MHP Genel Başkanı Bahçeli'nin "Hükümet hiçbir şey yapmasın. Sadece askere ve emniyete bıraksın, onlar yapar" dediğini anımsatan Davutoğlu, şunları söyledi:

"Böyle siyaset yapılır mı? Asker ve emniyet, demokratik olarak seçilmiş hükümetin emrindedir. Demokrasi böyledir. Demek ki Sayın Bahçeli gelecek, diyecek ki 'Ben oraya geldim ama benim idare etmeme gerek yok. Askere ve emniyete devredeyim.' Zaten böyle yönetildi 90'lı yıllarda onların devri iktidarında. Müsteşarlar yönetti, bakanlar yönetmedi. Müsteşarları tahfif etmek için söylemiyorum. Ama bizim geleneğimizde müsteşarlar ya da bürokrasi, hesap verecek olan demokratik yolla seçilmiş hükümetin emrindedir."

-"PKK'yı savunmak size mi kaldı Sayın Kılıçdaroğlu?"

Ankara'daki terör saldırısına ilişkin iddianamenin en kısa zamanda hazırlanacağını dile getiren Davutoğlu, "Kesinlikle üstü örtülmez bu işlerin" dedi.

AK Parti döneminde hiçbir meselenin üstünün örtülmediğine işaret eden Davutoğlu, şunları aktardı:

"Şimdi de bu konuda kesinlikle şu anda failleri konusunda yüzde 100'e yakın bilgimiz var. Şimdi arkasındaki irtibatları tek tek çıkartacağız. Son derece ilginç irtibatlar bulundu. Kimlerin eli, kimin cebinde, bunu herkes görür. Şimdi bir telaş içinde... Yine Sayın Kılıçdaroğlu, dün diyor ki 'IŞİD'in üstünü örtmeye çalışıyorlar. Niye PKK'ya bulaştırılıyor?' anlamına gelen sözler söylüyor. PKK'yı savunmak size mi kaldı Sayın Kılıçdaroğlu? PKK, şu anda yurt sathında heryerde polisimize, askerimize saldırırken 'Bu olayda PKK bağlantısı yok' demek size mi kaldı? Üstü örtülü söylediği o.

Biz söylüyoruz, bu işin içinde DEAŞ var, IŞİD var hem de temel aktör olarak var ama o piyonları kimlerin yönlendirdiği, kimlerin o piyonları harekete geçirdiği konusunda biz sonuna kadar, buzdağının dibine kadar gideceğiz. Ne seçim buna engel olur ne diğer şeyler.
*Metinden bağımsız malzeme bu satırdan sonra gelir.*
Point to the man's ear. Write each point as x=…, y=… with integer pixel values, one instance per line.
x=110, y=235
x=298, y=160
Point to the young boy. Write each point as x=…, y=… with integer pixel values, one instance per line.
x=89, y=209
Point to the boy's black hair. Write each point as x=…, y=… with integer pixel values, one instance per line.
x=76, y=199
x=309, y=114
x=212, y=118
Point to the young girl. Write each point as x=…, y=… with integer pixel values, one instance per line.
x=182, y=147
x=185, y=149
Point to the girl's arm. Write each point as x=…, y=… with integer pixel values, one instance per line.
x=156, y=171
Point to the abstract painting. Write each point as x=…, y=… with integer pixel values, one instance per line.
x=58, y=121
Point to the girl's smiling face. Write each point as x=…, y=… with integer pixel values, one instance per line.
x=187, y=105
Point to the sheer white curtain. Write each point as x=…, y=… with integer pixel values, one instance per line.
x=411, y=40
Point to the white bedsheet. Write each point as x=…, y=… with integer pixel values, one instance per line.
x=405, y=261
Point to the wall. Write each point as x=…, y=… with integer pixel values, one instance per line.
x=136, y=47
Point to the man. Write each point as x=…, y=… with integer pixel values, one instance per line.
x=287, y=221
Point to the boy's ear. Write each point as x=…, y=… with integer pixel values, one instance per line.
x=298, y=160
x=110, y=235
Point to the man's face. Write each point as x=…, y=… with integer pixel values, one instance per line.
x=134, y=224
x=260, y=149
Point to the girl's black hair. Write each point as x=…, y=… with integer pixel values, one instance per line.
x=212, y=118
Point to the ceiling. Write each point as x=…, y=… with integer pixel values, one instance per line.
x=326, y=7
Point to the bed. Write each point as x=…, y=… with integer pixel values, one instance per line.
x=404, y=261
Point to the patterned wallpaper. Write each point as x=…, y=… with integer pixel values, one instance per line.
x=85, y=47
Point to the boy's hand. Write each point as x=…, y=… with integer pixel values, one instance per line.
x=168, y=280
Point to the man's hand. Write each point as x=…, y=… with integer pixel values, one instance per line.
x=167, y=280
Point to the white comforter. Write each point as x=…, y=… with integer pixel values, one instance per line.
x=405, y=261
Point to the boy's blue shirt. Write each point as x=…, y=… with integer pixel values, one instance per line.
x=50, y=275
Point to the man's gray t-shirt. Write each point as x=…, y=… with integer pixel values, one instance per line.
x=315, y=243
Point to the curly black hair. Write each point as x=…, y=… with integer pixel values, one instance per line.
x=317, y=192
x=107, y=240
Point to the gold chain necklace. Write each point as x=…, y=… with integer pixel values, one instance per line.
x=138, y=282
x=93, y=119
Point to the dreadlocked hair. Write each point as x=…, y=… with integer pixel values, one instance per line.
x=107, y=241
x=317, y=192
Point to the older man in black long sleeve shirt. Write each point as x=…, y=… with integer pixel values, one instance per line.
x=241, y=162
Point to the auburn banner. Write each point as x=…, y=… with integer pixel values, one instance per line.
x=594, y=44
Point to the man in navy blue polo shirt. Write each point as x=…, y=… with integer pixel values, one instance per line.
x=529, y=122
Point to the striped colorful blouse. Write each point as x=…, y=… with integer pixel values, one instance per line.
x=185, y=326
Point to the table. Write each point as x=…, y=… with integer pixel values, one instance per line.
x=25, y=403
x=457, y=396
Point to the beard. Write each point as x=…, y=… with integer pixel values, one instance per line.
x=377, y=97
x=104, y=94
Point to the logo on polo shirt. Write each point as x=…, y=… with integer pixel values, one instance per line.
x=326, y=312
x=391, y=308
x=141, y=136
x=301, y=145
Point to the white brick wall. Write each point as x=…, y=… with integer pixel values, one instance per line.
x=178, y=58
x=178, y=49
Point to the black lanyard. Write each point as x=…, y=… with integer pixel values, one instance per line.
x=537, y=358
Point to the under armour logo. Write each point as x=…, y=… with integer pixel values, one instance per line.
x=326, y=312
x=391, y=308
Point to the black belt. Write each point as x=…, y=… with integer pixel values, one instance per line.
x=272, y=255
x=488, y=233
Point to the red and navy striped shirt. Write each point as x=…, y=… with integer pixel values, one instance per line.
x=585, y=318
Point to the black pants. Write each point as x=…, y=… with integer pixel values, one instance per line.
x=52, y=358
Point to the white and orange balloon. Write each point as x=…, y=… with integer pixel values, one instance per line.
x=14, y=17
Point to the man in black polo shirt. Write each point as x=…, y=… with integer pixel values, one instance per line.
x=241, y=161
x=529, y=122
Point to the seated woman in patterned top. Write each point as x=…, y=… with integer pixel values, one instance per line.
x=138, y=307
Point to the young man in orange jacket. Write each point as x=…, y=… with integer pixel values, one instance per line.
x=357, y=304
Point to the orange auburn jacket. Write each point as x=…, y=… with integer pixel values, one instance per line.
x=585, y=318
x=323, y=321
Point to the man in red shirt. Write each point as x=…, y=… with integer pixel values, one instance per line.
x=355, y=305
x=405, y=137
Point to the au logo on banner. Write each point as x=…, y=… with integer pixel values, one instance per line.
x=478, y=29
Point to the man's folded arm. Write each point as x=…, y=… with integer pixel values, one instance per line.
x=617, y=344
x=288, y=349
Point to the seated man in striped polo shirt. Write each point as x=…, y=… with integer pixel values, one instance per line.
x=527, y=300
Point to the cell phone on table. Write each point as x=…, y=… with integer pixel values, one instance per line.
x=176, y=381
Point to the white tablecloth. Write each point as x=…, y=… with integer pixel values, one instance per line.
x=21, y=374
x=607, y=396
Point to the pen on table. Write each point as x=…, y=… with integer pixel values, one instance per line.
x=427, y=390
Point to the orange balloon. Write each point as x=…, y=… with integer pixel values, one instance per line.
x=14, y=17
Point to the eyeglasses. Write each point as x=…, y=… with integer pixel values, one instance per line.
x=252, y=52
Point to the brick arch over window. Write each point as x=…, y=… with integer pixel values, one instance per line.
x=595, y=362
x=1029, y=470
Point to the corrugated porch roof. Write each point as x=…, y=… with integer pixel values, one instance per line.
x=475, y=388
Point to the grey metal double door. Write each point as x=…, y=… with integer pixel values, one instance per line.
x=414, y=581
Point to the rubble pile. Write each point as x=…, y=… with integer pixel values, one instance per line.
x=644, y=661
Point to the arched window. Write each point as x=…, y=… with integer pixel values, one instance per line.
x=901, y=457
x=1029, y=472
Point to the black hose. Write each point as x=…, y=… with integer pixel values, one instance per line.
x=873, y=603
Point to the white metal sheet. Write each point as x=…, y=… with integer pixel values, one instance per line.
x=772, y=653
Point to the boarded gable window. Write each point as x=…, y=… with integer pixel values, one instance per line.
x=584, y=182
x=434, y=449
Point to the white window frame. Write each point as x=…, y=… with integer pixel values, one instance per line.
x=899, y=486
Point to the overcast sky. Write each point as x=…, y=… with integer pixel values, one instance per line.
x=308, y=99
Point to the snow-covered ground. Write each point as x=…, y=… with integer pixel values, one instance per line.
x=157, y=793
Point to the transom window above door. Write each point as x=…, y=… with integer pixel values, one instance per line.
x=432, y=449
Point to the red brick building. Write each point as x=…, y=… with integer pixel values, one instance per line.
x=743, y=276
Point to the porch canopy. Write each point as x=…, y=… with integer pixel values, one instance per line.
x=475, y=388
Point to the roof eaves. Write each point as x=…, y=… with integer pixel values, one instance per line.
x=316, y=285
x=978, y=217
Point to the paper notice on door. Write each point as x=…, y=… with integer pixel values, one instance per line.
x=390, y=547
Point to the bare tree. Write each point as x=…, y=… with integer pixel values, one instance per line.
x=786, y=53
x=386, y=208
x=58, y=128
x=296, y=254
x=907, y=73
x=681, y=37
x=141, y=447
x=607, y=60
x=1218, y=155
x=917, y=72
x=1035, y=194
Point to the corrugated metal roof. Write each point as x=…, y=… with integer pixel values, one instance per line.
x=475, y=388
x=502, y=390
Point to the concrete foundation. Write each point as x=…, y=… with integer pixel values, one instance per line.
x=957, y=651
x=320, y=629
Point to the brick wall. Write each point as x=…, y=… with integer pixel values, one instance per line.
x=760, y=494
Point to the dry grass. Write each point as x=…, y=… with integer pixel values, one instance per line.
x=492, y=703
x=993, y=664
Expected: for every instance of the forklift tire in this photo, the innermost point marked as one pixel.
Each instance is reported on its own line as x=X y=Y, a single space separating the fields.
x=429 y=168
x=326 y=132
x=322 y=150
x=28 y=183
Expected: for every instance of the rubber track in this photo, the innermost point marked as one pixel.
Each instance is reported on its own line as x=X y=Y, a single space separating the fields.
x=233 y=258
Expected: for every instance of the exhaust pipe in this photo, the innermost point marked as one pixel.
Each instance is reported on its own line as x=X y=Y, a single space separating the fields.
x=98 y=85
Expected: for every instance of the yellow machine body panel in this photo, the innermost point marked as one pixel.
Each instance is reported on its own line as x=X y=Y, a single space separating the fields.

Burada özellikle medyaya çağrım şu, muhalefet liderlerine, bizi eleştirin, bundan çekinmem, medya eleştirmek için var ama yürüyen bir davaya, soruşturmaya zarar vermeyin. Tam da teröristlerin istediği gibi, böyle bir 'flu bir ortam, puslu bir ortam var, emniyet ve güvenlik birimleri yeterince olayı kontrol edemiyorlar' gibi hava vererek teröristlerin oluşturmak istediği havaya katkıda bulunmayın. Dediğimiz bu."